Sie waren auch politisch engagiert, konkret: CDU-Vorsitzender in Ihrer Heimatgemeinde Dußlingen. Aus Ärger über den damaligen CDU-Ministerpräsidenten von Baden-Württemberg, Stefan Mappus, sind Sie aus der Union ausgetreten. Denken Sie über einen Wieder-Eintritt in die CDU oder den Eintritt in eine andere Partei nach?
Nein. In meiner Position ist es gut, wenn man parteipolitisch unabhängig ist. Politisch engagiert war ich damals in erster Linie, weil ich mich kommunalpolitisch einbringen und etwas für meine Gemeinde erreichen wollte.
Entweder / Oder
„Tatort“ oder „Chicago Fire“?
„Mord mit Aussicht“! Die Krimiserie aus der Eifel ist überzogen, von den Schauspielern aber genial gespielt. Da kommen „Tatort“ und „Chicago Fire“ nicht mit.
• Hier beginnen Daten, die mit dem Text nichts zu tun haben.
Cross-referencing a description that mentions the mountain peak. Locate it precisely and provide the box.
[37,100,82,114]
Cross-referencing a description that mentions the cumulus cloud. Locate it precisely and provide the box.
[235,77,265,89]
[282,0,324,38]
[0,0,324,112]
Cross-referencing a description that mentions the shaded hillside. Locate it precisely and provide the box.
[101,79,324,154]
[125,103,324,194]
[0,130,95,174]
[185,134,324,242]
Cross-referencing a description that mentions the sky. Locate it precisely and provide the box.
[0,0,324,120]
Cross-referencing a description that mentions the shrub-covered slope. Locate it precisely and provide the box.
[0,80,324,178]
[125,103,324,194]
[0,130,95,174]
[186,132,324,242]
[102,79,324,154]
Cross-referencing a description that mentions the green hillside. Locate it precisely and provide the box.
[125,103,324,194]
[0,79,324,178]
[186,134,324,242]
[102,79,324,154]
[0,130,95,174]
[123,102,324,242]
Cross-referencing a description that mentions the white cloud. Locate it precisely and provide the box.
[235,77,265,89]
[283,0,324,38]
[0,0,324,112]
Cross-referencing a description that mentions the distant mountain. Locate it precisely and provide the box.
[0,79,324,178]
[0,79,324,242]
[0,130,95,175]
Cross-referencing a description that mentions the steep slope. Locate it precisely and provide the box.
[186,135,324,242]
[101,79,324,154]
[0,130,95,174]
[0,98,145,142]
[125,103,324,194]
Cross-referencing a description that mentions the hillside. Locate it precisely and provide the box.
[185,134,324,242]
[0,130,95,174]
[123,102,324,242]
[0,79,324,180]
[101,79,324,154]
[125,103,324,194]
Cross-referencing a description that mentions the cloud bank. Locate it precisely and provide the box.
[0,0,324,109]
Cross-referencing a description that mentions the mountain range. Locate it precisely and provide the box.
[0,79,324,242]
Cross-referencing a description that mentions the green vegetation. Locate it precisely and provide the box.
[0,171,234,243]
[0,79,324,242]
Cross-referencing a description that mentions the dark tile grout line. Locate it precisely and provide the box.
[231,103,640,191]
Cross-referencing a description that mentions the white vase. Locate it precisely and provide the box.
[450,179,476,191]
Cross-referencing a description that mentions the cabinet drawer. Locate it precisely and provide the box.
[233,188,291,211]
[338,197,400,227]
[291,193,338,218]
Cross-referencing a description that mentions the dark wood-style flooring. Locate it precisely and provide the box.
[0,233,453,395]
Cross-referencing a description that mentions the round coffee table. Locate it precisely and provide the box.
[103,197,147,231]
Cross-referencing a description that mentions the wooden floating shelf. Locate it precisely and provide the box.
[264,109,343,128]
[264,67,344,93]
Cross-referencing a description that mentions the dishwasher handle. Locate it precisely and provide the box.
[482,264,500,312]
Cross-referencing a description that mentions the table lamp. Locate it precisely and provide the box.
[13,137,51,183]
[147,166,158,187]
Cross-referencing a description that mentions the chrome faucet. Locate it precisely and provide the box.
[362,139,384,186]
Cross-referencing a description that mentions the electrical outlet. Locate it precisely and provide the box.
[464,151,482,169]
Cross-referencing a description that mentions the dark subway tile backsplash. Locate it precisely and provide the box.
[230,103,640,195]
Urlaub am Meer oder in den Bergen?
Beides gleichzeitig – und zwar an der Costa Brava in Spanien. Da ist das Mittelmeer, und nur eine Stunde entfernt ein richtiges Gebirge zum Wandern.
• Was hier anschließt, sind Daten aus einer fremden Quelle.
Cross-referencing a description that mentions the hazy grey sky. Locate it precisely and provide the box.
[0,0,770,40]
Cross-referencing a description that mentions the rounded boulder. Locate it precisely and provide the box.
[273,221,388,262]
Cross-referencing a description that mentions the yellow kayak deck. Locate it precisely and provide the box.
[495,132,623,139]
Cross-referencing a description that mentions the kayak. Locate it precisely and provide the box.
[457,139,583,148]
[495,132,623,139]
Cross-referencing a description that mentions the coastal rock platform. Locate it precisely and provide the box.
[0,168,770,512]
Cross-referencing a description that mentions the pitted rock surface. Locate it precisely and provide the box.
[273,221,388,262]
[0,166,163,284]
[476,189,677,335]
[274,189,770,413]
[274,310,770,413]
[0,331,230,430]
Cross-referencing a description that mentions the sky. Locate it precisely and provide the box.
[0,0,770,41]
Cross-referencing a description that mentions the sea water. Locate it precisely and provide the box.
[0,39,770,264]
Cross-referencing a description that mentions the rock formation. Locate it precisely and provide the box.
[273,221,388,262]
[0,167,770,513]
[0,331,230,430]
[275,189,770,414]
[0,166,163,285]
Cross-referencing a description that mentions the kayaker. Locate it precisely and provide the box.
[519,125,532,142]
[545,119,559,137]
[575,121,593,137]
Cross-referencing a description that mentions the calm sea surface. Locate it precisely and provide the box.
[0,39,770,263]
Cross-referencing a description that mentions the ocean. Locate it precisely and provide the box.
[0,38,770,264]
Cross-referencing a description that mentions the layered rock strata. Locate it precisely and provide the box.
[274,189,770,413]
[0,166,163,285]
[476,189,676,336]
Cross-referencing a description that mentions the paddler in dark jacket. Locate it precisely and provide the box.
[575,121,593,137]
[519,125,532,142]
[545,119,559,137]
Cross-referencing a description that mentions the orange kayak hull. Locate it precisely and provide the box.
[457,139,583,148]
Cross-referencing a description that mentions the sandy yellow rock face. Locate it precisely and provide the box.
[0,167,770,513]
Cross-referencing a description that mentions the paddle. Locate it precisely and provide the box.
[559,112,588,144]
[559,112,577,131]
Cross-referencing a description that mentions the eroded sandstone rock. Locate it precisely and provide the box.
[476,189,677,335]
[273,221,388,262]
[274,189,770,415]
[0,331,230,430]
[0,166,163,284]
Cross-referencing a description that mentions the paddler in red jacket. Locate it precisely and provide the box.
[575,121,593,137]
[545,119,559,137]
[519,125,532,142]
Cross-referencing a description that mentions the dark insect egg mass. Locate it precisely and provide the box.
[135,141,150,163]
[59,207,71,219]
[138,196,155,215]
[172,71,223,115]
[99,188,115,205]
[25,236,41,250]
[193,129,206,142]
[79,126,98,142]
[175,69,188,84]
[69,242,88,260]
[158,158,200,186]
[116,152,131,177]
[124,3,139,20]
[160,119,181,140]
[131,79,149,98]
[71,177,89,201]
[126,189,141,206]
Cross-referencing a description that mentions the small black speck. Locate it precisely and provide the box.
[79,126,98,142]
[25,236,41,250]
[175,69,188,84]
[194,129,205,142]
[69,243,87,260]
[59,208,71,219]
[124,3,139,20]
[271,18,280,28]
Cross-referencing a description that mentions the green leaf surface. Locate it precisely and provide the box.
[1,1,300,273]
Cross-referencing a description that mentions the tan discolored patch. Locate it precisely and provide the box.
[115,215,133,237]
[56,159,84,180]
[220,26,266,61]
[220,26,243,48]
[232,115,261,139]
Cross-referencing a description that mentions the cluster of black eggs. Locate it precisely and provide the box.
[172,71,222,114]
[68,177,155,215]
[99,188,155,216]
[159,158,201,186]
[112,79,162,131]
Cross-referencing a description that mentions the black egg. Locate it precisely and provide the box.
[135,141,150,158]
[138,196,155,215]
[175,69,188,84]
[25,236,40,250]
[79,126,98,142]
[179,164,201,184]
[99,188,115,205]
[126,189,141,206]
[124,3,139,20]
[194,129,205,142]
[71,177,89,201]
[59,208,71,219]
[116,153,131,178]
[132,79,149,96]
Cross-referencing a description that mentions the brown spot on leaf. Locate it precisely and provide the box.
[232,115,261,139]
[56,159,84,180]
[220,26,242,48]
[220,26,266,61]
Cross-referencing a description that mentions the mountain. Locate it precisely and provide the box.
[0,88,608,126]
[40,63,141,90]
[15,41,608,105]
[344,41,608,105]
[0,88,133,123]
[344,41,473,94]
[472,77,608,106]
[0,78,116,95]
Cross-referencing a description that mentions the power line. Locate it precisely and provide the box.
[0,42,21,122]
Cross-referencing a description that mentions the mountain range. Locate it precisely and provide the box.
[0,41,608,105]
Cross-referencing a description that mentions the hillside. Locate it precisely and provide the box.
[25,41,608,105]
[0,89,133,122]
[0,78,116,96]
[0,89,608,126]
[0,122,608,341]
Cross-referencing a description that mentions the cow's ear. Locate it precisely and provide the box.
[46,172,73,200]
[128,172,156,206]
Pop-Musik oder Rock-Musik?
Am liebsten Musik aus den 1980er Jahren – etwa Bryan Adams oder Sting.
Tee oder Kaffee?
Kaffee. Und zwar mit viel Milch und Zucker. Im Arbeitsalltag trinke ich so vier bis fünf Tassen.
Basketball von den Tigers Tübingen oder Fußball von VfB Stuttgart?
VfL Bochum. Basketball ist nicht so meine Sportart. Ich kann mich beim Fußball für die Ruhrgebietsvereine begeistern, vor allem für den VfL Bochum. In meiner Bochumer Zeit war ich auch beruflich oft im Stadion.